Buffett and longtime business partner Charlie Munger fielded questions for about five hours from journalists and investors.
Here are some of the highlights.
Buffett loves Apple's stock buybacks
"We very much approve of them," Buffett said.
As Apple takes shares off the market, it'll boost the value of the stock that Berkshire Hathaway holds.
Buffett revealed this week to CNBC that Berkshire bought 75 million more shares of Apple stock during the first three months of the year, adding to the 165 million shares it already owned.
"I love the idea of having our 5% or whatever it may be grow" to 7% or more "without us laying out a dime," Buffett said.
Buffett said Saturday that stock buybacks are a sensible use for Apple's massive cash stockpile. Apple could spend some money acquiring another company, but Buffett said it would be "extremely hard" to find suitable takeover target.
He added that his praise for Apple's buyback program "does not mean we approve of every buyback" program.
Why Berkshire will never own Microsoft shares
Berkshire clearly has an appetite for tech stocks. So why has it never touched Microsoft?
"In the early days, the answer is stupidity," Buffett responded when asked on Saturday why he never invested in the company.
He also refuses to dive in now because he is close friends with Microsoft founder Bill Gates, who still serves on the company's board.
If Berkshire were to purchase Microsoft shares, and the company were to make a big announcement shortly after that drove the stock price up, it could raise insider trading suspicions, Buffett said.
"I stay away from a few things just totally because the inference would be drawn," he said.
Sticking by Wells Fargo despite 'cardinal sin'
Buffett said Wells Fargo creating millions of fake accounts was a "cardinal sin" by Berkshire's standards.
But, he noted that other banks have done bad things, too. Some companies emerge from scandals stronger than ever, Buffett said.
"I see no reason why Wells Fargo as a company — from both an investor standpoint and a moral standpoint going forward — is in any way inferior to the other big banks with which it competes," Buffett said.
"If I had to say which bank is more likely to behave the best in the future," Munger added, "it might be Wells Fargo."
US and China won't be 'foolish' on trade
Buffett brushed off looming concerns about a trade war between the United States and China.
"We will have disagreements with each other. We'll have disagreements with other countries on trade.

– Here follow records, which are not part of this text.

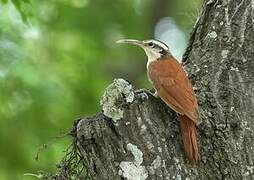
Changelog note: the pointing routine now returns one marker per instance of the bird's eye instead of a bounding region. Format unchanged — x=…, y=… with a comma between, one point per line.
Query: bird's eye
x=151, y=44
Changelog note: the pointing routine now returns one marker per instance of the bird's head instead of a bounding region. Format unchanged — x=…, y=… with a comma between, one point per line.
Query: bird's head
x=154, y=49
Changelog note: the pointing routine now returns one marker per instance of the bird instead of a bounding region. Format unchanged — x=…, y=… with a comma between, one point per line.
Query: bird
x=172, y=85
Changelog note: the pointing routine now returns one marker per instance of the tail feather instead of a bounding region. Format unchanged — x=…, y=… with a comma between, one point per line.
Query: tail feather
x=189, y=136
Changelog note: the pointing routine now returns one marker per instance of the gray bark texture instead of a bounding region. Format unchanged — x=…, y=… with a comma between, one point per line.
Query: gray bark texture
x=137, y=137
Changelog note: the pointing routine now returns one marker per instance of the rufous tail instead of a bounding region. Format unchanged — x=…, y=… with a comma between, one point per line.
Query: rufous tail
x=189, y=136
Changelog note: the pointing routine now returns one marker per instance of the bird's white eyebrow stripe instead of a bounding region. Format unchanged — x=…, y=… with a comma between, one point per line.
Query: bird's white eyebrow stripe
x=161, y=44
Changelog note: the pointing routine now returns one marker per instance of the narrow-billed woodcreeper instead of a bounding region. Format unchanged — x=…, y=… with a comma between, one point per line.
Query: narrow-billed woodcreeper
x=173, y=86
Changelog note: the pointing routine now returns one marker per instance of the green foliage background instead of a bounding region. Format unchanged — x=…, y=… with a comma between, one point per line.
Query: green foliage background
x=56, y=58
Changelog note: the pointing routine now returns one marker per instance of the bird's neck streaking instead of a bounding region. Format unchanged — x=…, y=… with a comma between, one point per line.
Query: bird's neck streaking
x=156, y=56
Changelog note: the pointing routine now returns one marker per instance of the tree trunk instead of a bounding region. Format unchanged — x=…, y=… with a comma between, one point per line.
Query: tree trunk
x=137, y=136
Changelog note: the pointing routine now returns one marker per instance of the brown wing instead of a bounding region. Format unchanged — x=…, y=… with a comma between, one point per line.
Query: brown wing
x=174, y=87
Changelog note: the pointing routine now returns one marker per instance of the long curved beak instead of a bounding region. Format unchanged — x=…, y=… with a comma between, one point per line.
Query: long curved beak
x=131, y=41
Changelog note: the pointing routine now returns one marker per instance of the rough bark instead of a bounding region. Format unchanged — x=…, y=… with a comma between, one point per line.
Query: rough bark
x=137, y=136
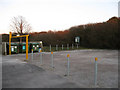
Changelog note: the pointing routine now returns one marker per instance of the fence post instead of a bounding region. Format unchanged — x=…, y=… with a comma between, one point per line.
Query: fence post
x=50, y=48
x=52, y=64
x=41, y=57
x=95, y=78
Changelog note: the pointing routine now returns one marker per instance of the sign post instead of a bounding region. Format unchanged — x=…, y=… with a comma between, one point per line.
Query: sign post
x=10, y=37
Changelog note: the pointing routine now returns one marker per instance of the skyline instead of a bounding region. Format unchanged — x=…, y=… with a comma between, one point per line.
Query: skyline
x=45, y=15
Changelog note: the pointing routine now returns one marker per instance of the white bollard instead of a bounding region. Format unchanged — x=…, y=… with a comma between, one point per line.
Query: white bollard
x=41, y=57
x=50, y=48
x=95, y=78
x=72, y=46
x=67, y=46
x=52, y=64
x=68, y=65
x=56, y=47
x=62, y=46
x=77, y=46
x=32, y=54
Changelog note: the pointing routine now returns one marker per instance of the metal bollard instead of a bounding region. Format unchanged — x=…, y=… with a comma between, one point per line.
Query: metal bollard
x=68, y=65
x=50, y=48
x=95, y=78
x=62, y=46
x=52, y=64
x=32, y=54
x=41, y=57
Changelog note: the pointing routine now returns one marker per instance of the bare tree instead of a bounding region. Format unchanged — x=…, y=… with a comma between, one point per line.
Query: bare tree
x=20, y=26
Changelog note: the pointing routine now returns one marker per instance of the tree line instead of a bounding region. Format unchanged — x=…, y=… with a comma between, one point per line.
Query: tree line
x=103, y=35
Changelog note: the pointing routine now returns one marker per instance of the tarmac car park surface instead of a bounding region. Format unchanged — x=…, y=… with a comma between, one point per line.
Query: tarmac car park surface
x=17, y=73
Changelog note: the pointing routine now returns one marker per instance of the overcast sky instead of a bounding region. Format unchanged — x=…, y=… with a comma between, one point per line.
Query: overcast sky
x=56, y=15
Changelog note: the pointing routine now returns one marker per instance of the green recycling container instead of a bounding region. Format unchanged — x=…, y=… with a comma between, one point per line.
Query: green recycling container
x=22, y=47
x=14, y=48
x=35, y=46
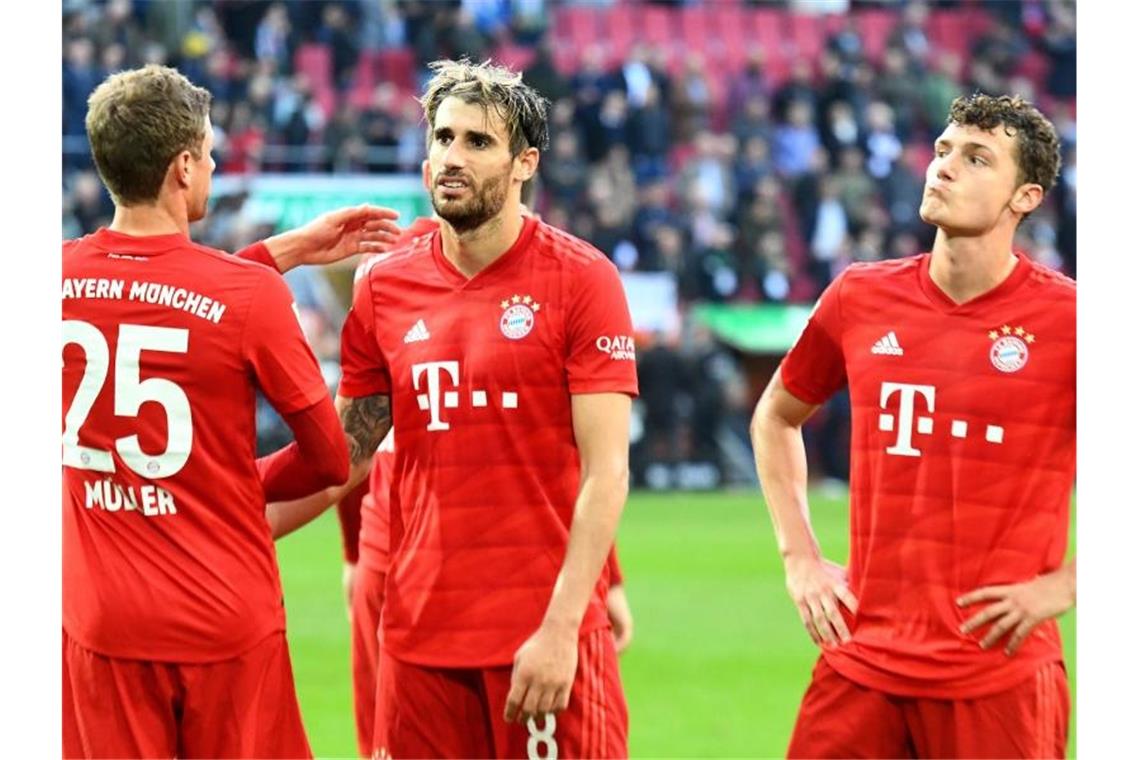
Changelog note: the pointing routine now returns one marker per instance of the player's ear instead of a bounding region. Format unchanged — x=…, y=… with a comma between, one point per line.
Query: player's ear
x=1027, y=197
x=182, y=165
x=526, y=164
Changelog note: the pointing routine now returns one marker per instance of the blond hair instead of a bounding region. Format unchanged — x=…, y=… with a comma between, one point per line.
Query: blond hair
x=137, y=122
x=520, y=106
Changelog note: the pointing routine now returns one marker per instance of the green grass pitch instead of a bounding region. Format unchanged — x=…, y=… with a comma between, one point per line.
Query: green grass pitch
x=719, y=659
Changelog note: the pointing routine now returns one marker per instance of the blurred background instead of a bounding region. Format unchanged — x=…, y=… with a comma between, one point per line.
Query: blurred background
x=730, y=156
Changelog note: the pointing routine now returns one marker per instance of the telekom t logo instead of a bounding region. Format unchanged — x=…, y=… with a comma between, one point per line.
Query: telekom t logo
x=430, y=400
x=431, y=374
x=909, y=424
x=906, y=394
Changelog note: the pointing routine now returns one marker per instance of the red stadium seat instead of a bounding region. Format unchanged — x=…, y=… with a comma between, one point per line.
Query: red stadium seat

But it's just too big, and too obvious that the benefits are huge and the world's dependent on, in a major way, for its progress," he said.
The United States and China have traded threats of steep tariffs in recent months. But Buffett doesn't think the countries would "do something extremely foolish" by allowing the rhetoric to escalate to an all-out trade war.
"We will not sacrifice world prosperity based on differences that arise in trade," he said.
Update on the plan to lower health care costs
Berkshire, Amazon and JPMorgan want to team up to launch a health insurance company that they say will be "free from profit-making incentives and constraints." The surprising proposal was made public in January.
Buffett didn't offer many more details about the joint venture on Saturday. But he said the new company will have a chief executive in the next "couple months."